4/12/11

Riding Out the Storm With CAPTAINS COURAGEOUS

A friend of mine who knows my interest in young adult books, asked if I’d ever read Captains Courageous.  When I said I hadn’t, he offered me his copy, and I had a chance to voyage back in time and onto the Atlantic Ocean along with Harvey Cheyne and the crew of the We’re Here.  While the place and time and people of Rudyard Kipling’s fishermen’s tale were pretty unfamiliar—I’m not sure I ever quite got my sea legs and fully acclimated to the jargon and dialect—there was also the sense of the familiar pulling me through.  For these are Gloucester fisherman, and I grew up on the North Shore of Massachusetts.  Every time someone mentioned Cape Ann, I wanted to mark the page for nostalgia’s sake alone.

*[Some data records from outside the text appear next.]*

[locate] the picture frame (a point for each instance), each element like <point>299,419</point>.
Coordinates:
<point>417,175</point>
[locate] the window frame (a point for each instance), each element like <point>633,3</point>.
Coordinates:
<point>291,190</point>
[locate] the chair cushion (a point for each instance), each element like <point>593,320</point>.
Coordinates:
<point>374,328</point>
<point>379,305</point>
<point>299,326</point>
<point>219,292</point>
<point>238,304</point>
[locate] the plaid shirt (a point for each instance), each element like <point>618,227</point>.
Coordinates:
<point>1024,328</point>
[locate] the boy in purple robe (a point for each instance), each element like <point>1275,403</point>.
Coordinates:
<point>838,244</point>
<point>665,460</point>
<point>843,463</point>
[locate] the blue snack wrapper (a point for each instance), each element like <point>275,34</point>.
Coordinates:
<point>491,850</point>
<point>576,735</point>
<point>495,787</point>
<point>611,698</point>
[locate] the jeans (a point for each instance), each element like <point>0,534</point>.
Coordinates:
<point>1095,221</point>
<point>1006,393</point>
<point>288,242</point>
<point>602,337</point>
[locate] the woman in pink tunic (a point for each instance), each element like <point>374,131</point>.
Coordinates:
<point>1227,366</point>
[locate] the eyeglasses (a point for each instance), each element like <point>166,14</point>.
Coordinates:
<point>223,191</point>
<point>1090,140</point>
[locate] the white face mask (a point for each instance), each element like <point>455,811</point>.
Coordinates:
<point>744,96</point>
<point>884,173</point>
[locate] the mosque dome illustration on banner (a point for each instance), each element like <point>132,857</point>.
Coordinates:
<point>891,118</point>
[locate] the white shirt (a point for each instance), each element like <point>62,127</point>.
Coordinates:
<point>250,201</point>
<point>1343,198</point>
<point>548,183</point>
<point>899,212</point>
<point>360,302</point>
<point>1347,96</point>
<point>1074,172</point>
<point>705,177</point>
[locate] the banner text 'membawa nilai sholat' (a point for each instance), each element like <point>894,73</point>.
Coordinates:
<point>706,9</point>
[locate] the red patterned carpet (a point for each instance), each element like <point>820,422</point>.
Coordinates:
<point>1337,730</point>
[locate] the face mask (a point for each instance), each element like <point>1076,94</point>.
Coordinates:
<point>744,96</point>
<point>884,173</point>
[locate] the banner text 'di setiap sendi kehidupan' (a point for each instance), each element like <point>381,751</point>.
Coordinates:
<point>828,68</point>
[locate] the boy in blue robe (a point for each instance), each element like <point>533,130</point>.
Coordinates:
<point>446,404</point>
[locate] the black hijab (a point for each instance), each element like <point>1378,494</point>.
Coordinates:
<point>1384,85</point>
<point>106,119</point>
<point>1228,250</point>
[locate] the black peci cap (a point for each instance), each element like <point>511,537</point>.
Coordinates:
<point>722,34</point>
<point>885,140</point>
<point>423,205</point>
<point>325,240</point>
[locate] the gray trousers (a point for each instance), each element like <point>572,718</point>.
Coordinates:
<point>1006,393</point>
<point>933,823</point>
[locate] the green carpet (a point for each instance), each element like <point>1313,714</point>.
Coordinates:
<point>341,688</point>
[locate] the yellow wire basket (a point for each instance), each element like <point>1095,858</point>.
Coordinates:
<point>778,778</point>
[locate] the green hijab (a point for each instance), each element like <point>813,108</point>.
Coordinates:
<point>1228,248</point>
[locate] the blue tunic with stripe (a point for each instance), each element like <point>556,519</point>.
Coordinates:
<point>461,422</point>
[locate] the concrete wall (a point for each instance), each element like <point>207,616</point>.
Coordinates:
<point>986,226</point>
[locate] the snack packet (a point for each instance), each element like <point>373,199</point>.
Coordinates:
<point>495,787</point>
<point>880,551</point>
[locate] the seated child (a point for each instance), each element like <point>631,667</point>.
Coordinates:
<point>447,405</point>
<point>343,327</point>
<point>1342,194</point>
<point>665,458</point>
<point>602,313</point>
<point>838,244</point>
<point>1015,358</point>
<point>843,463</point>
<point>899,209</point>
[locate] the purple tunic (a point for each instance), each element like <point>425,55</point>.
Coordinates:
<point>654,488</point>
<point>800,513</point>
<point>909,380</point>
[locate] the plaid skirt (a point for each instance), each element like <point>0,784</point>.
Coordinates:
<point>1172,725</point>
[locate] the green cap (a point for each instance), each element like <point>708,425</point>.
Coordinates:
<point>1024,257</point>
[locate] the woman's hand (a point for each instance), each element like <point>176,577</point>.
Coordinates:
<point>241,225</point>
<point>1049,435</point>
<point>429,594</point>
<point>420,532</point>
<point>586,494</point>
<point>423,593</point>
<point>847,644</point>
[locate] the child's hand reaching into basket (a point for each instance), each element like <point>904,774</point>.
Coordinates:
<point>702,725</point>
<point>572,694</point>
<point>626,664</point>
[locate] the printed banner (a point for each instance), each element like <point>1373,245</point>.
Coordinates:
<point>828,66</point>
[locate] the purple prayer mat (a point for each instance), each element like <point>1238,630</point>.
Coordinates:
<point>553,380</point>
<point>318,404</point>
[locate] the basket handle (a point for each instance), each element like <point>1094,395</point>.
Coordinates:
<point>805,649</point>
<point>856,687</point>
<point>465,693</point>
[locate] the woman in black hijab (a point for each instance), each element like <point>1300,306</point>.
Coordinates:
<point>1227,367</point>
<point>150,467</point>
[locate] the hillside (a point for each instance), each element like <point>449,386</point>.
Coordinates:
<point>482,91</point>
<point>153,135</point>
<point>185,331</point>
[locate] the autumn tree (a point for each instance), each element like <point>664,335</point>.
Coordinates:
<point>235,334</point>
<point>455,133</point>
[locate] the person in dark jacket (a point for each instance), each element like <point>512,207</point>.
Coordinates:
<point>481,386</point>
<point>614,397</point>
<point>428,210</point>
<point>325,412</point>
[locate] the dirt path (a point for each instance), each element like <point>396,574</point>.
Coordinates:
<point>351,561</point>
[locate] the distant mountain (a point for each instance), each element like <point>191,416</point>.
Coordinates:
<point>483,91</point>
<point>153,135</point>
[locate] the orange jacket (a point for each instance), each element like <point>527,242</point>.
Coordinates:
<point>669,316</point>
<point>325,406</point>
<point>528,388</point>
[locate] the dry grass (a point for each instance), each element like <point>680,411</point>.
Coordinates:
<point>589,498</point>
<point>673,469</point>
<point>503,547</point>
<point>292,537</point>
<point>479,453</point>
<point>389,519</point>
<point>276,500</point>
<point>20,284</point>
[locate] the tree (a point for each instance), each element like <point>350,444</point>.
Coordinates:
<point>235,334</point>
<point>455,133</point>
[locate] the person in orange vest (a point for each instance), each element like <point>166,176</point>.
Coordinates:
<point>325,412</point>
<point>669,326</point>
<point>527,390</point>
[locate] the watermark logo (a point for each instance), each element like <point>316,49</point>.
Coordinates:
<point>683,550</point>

Kipling sets up Harvey’s character and background quickly and efficiently, with lines like the following: “Like many other unfortunate young people, Harvey had never in his life received a direct order—never, at least, without long, and sometimes tearful explanations of the advantages of obedience and the reasons for the request” (7).  And once he’s established this spoiled boy lounging aboard a luxury liner, Kipling promptly dumps him overboard.  From that point on, Harvey—and the reader—joins the fishing crew of the We’re Here.

As you’d guess, the voyage—complete with direct orders—does Harvey well, and I’d recommend Captains Courageous to any boy—or man—who dreams of the open sea.  And I suspect Kipling’s We’re Here would stand up to those readers with actual experience on a fishing boat.  And while I never quite felt comfortable amongst the men of the We’re Here, part of me thinks that this is as it should be on board a late nineteenth century schooner, if I settled in cozily, the details probably wouldn’t be so real.  But the details that matter most are real, and stark, and unforgettable.  Once need not have fished cod in the Atlantic to understand the following statement of truth: “When a man has lost his only son, his summer’s work, and his means of livelihood, in thirty counted seconds, it is hard to give consolation” (90).

So if you’ve ever wanted to take a voyage back in time and into the sea, join Harvey and Dan and the rest of the crew.  I suspect all those aboard the We’re Here will welcome you so long as you work your share.

[Kipling, Rudyard.  Captains Courageous. New York: Bantam Dell, 1896.]